La chirurgie reconstructive aide à rétablir la fonction et l'apparence du pénis. On peut aussi y avoir recours pour couvrir un défaut de la peau si le cancer du pénis s’est propagé à la peau qui recouvre les ganglions lymphatiques. Il est possible de planifier la chirurgie reconstructive peu de temps après la chirurgie visant à enlever le cancer ou on peut la pratiquer plus tard. Le risque de récidive du cancer du pénis est le plus élevé au cours de la première année qui suit la chirurgie. C’est pourquoi les hommes attendent souvent qu’on leur confirme qu’ils ne sont plus malades avant d’avoir une chirurgie reconstructive. On peut proposer les interventions reconstructives suivantes à un homme atteint d’un cancer du pénis :

  • faire des greffes de peau et des lambeaux de tissu
  • couper le ligament suspenseur
  • enlever de la graisse

Reconstruction du pénis

On peut proposer une reconstruction pénienne à l’homme qui a subi une chirurgie lors de laquelle on lui a enlevé le pénis en partie ou en totalité. Les chirurgiens ont recours aux techniques microchirurgicales, soit des opérations lors desquelles on se sert d’un microscope, pour reconstruire le pénis. La reconstruction pénienne a comme objectifs de :

  • créer un urètreurètreConduit servant à l’excrétion de l’urine présente dans la vessie. afin que l'homme puisse uriner normalement
  • permettre à l'homme d'éprouver certaines sensations au niveau du pénis
  • rendre le pénis assez rigide pour les rapports sexuels

Il pourrait être possible de reconstruire le pénis par greffes de peau ou lambeaux de tissu après une pénectomie partielle ou totale. La peau et le tissu qui servent à reconstruire le pénis peuvent provenir de la jambe, de l’abdomen, de l’avant-bras, du scrotum ou de la région de l’aine.

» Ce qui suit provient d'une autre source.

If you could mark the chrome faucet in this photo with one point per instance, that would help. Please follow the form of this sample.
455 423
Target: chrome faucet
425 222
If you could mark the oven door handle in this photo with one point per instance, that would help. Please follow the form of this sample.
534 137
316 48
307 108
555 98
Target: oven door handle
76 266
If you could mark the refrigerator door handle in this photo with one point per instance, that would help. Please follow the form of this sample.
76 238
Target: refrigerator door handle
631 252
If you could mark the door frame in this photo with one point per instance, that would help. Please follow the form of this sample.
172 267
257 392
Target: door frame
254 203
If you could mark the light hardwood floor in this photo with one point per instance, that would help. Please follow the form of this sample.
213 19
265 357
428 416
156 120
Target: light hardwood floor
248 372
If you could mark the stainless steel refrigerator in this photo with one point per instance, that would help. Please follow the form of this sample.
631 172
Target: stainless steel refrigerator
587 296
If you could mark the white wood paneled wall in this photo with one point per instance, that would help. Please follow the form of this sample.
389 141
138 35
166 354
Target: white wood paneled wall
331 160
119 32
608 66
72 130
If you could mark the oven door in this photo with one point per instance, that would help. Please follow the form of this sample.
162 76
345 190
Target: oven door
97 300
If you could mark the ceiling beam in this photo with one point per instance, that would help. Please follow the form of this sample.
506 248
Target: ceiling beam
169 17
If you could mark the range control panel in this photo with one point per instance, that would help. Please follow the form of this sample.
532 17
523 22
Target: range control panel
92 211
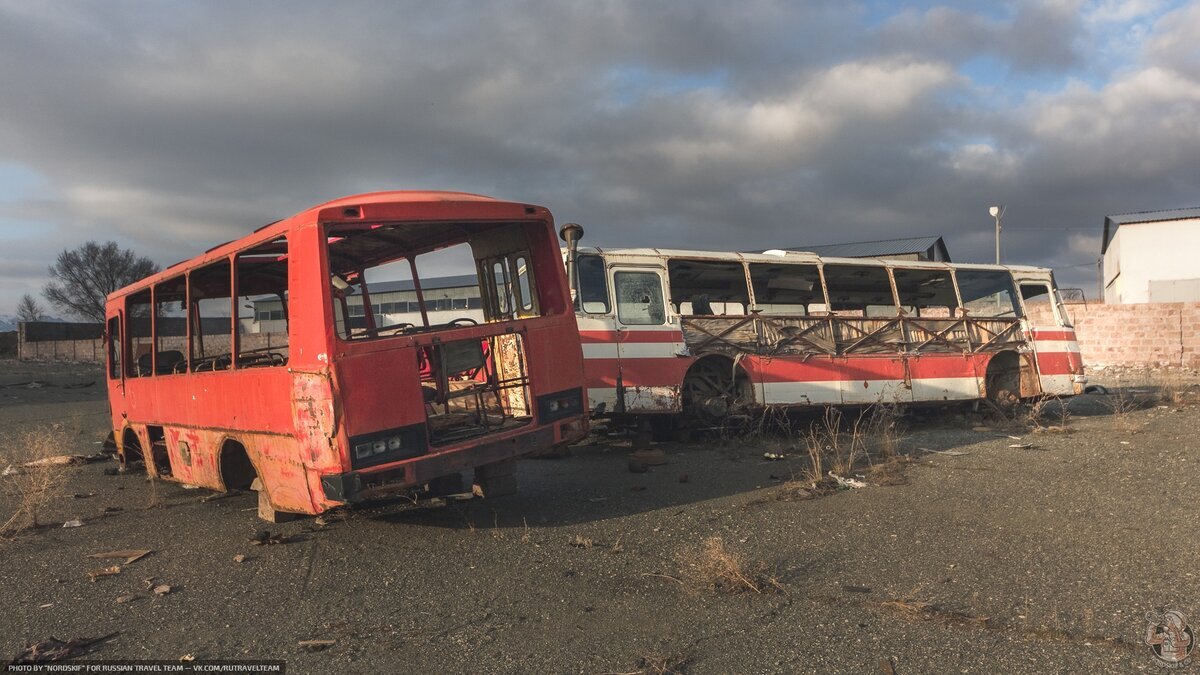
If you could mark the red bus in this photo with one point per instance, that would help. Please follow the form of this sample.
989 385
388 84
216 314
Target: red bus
709 334
264 364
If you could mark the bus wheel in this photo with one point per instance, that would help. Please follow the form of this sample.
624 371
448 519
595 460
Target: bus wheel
712 390
1002 382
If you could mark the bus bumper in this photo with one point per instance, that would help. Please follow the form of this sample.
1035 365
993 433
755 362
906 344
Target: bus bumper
358 485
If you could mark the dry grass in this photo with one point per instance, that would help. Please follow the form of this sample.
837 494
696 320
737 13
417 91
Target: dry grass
911 609
713 566
663 664
28 489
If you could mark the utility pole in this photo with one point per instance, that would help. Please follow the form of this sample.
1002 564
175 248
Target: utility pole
999 214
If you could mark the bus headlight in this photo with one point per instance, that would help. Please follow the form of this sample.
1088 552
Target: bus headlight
388 446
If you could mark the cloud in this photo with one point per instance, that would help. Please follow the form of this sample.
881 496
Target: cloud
173 129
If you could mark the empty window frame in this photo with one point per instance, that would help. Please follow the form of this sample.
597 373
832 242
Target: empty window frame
927 293
263 282
139 348
114 347
171 326
593 281
988 293
783 288
708 287
640 298
210 304
859 290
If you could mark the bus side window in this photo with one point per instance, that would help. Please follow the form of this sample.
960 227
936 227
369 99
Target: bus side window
708 287
211 299
114 347
928 293
171 327
859 291
988 292
787 288
593 285
1039 303
640 298
137 322
263 305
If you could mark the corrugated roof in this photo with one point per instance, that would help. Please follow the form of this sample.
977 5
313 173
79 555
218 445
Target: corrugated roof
876 249
1113 222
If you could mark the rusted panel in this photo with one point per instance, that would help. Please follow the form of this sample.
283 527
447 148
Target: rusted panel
652 399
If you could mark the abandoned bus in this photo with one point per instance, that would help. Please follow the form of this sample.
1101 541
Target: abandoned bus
264 364
708 334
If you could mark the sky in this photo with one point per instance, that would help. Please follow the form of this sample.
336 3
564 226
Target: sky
172 126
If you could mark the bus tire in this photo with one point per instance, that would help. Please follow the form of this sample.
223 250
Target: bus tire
713 388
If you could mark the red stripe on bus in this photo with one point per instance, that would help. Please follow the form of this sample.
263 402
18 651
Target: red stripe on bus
630 336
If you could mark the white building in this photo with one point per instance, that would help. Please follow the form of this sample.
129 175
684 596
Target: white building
447 298
1152 257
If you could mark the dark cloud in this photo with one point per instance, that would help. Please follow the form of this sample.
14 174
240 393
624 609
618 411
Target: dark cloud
172 129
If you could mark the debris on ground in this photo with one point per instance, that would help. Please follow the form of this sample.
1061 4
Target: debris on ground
130 555
105 572
53 649
847 482
947 453
57 460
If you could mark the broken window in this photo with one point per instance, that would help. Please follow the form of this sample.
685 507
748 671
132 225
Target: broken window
141 346
210 298
706 287
593 281
114 347
377 294
171 326
988 292
263 305
640 298
787 288
859 291
927 293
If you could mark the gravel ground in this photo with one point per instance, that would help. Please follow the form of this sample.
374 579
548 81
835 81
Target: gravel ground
1031 560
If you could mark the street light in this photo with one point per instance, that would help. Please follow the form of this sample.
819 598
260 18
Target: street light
999 214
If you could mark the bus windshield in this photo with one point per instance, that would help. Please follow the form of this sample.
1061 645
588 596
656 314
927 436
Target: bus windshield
399 279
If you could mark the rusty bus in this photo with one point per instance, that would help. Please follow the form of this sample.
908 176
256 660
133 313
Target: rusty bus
330 400
706 334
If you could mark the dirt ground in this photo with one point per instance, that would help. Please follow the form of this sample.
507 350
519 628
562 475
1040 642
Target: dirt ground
993 559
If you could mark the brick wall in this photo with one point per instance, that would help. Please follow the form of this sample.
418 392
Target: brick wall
1153 334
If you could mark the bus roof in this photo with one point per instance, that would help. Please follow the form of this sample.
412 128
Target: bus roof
281 227
778 256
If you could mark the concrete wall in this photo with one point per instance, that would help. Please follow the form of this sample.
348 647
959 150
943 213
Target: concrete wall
1152 251
1140 334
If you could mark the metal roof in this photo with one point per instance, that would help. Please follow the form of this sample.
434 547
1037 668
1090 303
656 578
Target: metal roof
880 248
1114 221
431 284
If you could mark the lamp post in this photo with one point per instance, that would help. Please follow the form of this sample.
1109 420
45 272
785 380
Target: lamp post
999 214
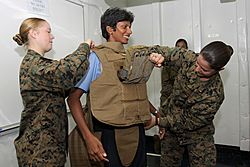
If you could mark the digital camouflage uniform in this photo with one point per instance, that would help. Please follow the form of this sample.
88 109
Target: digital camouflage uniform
44 85
188 111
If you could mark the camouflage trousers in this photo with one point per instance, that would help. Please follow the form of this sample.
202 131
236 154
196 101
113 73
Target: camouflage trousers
200 153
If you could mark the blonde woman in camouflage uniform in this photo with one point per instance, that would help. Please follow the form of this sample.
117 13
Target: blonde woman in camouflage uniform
187 114
44 84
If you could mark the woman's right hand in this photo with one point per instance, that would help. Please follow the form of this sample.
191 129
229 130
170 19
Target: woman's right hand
95 149
90 43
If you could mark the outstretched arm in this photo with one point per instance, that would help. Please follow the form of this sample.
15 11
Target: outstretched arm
94 146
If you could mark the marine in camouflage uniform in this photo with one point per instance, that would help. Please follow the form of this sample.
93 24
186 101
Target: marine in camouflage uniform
44 84
188 111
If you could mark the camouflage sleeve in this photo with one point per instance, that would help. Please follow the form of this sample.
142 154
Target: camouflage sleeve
199 115
138 67
66 72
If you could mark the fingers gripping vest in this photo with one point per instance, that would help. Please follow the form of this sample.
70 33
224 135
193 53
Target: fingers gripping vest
113 102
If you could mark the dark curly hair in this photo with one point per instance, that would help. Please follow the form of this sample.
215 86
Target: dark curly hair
217 54
112 16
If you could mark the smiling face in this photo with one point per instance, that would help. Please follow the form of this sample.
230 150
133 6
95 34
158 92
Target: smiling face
41 38
121 33
44 37
181 44
203 68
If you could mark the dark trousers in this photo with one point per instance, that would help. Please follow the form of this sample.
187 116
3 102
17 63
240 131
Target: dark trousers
108 140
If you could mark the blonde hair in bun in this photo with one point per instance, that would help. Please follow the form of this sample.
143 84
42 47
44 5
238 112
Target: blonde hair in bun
26 26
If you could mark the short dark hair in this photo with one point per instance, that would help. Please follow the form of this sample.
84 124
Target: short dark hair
112 16
217 54
181 40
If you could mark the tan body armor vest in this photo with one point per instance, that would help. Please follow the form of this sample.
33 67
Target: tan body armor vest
113 102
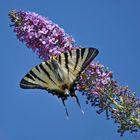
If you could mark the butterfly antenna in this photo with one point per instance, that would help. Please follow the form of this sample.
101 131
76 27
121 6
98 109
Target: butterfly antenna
63 101
77 100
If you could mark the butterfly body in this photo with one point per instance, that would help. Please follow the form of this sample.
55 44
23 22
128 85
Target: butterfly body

La reconstruction pénienne nécessite souvent plus d’une opération. On en fait parfois jusqu’à 6 pour obtenir les résultats souhaités.

Reconstruction après une pénectomie partielle

Lors d'une pénectomie partielle, le chirurgien tente de conserver une partie suffisante du corps du pénis pour permettre à l'homme d'uriner debout. Si seule la tête du pénis (gland) a été enlevée, le chirurgien peut faire une greffe de peau pour le reconstruire. Après cette opération, le pénis semble avoir été circoncis, et l'homme est habituellement en mesure d'uriner normalement et d’avoir des relations sexuelles avec pénétration.

Certains hommes peuvent être admissibles à d’autres techniques de reconstruction qui tentent de leur permettre d’uriner encore debout et qui leur permettent d’avoir des relations sexuelles avec pénétration.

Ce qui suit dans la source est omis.